陈育秋脸色煞白,嘴唇哆嗦了半天,知道萧凡这是逼着自己抬高价钱,再也不敢马虎,可又实在舍不得出太多血,于是做出一副诚恳的样子:“萧部长,还是你开价,只要不是漫天要价,我一定尽力满足。”
萧凡眯起眼睛,冷冷地盯着他:“你确定让我开价?”
陈育秋看着他不怒自威的眼神,感觉脊背都在发凉,赶紧改口,像是喃喃自语道:“还是让我好好想想……好好想想……”
他低下头,脑子飞快地转着,犹豫了足足好几分钟,才狠下心来,颤巍巍地伸出两根手指:“二十万……萧部长,你看行不行?”
萧凡摇了摇头,面无表情地说:“既然你给不出我满意的数字,我就给你细算。先前我说过,陪聊是按分钟计算。”
他低头看了一眼大哥大上的时间,“从我第一次给你打电话到现在,已经七十五分钟了。按两千块一分钟算,就是十五万。事情没敲定之前,时间还在走。现在你先好好想想,红姐的医药费和这家糖水店的损失,应该给多少合适。”

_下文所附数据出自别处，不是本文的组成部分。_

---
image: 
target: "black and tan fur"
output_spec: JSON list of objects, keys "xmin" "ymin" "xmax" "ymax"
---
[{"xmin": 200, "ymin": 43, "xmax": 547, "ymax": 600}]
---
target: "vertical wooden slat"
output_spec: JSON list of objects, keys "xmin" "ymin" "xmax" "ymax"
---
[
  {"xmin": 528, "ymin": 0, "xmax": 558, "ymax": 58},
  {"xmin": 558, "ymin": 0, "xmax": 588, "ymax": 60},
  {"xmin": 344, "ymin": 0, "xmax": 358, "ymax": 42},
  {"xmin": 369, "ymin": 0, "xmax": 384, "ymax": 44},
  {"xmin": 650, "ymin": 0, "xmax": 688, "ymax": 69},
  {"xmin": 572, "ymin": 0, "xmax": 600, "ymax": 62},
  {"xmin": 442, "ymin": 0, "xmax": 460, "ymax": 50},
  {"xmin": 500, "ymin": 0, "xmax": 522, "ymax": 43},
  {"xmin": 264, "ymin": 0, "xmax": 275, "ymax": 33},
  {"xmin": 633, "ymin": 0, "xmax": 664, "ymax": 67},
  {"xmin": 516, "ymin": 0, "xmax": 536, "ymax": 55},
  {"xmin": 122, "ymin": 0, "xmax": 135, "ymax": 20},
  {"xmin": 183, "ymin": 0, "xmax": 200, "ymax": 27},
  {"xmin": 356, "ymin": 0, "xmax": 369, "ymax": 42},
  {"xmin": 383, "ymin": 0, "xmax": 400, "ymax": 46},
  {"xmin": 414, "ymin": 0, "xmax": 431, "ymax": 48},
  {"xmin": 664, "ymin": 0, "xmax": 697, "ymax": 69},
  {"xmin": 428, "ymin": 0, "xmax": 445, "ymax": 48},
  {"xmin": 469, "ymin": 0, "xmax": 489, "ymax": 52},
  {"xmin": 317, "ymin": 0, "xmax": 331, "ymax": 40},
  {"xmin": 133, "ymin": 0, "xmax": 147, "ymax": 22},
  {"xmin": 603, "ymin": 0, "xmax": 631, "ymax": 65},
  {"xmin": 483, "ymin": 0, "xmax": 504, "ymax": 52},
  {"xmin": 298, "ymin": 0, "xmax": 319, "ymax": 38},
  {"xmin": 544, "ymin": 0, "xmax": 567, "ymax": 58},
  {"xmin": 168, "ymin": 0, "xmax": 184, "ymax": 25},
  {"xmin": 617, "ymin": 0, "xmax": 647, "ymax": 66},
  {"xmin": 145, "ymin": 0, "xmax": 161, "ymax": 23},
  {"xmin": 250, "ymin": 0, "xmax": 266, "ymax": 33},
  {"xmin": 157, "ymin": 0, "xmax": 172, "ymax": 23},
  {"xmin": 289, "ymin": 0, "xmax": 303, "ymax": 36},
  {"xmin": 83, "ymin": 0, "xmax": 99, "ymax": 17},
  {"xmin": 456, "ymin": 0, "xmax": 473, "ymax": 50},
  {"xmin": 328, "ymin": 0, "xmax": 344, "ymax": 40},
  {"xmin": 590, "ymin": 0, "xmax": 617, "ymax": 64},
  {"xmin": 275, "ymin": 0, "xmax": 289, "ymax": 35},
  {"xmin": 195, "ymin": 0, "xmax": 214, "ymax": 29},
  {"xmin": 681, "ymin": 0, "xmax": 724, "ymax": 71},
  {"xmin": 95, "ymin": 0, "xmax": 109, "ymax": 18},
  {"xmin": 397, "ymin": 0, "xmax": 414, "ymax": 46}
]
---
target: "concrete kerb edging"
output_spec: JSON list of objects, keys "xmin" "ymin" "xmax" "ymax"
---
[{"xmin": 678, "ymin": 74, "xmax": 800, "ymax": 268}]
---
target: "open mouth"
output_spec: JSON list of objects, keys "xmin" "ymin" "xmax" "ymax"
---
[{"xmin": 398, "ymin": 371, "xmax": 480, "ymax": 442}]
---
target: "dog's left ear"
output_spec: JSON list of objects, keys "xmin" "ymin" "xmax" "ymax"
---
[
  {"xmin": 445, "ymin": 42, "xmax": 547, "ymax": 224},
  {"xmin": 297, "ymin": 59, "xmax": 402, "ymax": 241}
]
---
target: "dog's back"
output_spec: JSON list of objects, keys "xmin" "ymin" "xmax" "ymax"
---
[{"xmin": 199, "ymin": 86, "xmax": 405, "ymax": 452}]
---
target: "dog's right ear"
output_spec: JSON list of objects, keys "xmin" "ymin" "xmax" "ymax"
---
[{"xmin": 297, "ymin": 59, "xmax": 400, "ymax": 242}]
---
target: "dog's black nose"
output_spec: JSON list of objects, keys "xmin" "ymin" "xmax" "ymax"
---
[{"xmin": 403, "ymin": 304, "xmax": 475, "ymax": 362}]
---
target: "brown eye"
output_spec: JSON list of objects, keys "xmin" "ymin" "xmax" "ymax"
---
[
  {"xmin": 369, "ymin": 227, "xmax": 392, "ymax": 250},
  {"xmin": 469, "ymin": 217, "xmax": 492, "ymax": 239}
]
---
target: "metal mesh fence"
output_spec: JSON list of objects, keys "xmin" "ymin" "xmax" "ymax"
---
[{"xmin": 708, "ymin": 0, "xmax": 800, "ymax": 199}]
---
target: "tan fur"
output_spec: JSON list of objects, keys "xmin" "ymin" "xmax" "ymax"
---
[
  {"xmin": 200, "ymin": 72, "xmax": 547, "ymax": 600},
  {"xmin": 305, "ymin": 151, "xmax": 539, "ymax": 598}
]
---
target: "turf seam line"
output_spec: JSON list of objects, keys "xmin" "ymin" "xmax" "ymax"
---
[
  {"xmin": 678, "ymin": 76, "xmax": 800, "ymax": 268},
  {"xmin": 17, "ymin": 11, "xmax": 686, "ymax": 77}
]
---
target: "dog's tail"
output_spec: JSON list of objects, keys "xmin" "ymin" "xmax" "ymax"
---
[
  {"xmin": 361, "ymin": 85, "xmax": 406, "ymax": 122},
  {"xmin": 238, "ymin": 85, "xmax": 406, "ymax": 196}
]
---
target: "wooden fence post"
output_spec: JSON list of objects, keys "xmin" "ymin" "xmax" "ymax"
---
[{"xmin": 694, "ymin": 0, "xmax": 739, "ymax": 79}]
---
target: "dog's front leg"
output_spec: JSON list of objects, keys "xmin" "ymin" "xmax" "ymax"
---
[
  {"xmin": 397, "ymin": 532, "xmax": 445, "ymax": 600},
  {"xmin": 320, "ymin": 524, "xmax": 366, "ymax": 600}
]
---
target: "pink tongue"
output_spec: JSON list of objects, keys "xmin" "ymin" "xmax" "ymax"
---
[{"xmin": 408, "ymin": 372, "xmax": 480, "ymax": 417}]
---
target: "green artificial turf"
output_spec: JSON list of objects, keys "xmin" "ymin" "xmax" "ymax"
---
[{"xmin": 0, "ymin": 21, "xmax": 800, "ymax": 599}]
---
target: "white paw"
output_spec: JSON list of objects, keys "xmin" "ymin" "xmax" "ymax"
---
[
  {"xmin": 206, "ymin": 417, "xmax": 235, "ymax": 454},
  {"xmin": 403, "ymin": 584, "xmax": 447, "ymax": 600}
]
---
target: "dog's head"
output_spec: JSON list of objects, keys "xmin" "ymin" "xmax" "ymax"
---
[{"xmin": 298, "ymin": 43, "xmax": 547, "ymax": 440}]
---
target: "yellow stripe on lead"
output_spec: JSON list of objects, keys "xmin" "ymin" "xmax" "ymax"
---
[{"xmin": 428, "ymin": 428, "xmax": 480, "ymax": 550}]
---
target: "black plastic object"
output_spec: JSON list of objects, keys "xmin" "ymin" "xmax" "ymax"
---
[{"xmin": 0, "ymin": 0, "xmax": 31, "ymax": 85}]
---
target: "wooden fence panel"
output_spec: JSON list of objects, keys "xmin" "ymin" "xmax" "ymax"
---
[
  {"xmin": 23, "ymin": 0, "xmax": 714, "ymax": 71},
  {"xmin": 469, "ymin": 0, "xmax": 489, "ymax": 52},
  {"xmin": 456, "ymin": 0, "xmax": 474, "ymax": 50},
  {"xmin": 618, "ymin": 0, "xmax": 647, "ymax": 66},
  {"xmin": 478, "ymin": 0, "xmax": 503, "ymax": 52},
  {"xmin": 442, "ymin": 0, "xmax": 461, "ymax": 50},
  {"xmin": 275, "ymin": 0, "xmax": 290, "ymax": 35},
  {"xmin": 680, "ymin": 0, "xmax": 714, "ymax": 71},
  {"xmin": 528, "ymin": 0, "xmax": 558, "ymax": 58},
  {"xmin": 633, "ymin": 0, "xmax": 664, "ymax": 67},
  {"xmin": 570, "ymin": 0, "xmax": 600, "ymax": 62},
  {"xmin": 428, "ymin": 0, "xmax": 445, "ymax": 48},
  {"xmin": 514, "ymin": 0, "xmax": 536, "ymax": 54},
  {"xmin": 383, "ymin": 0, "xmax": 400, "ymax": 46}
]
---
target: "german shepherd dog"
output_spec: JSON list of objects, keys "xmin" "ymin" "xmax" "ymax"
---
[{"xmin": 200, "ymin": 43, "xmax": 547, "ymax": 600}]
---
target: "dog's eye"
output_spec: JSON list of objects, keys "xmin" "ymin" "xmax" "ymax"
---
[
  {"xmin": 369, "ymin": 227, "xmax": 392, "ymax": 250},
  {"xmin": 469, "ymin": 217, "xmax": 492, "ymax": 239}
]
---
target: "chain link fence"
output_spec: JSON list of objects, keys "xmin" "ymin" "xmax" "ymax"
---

他的嘴依旧张开,却没有急于再发出声来,还故作迟疑地顿了顿,继续道:“你可以慢慢想,不用着急。”
陈育秋彻底崩溃了,心里想着每分钟两千,你个杂种肯定是不用急。
他急忙摆手:“萧部长,别算了,冉红的医药费和糖水店,我出二十万。你陪聊的十五万,我也不讨价还价了。总共再加三十五万,我认了。”
说完这句话,他扶起一根倒地的凳子,一下瘫坐在上面,空洞的眼神直视着萧凡,意思是这下你总满意了吧。
萧凡这才点了点头,冷冷地吩咐道:“让人送钱来。”
陈育秋如蒙大赦,拨通了管账的马仔陈国权的电话。
陈国权也是桥头村的陈家人,年龄比陈育秋大十来岁,可辈分却比陈育秋小一辈,平时负责打理陈家赌档的账目和各处收来的保护费。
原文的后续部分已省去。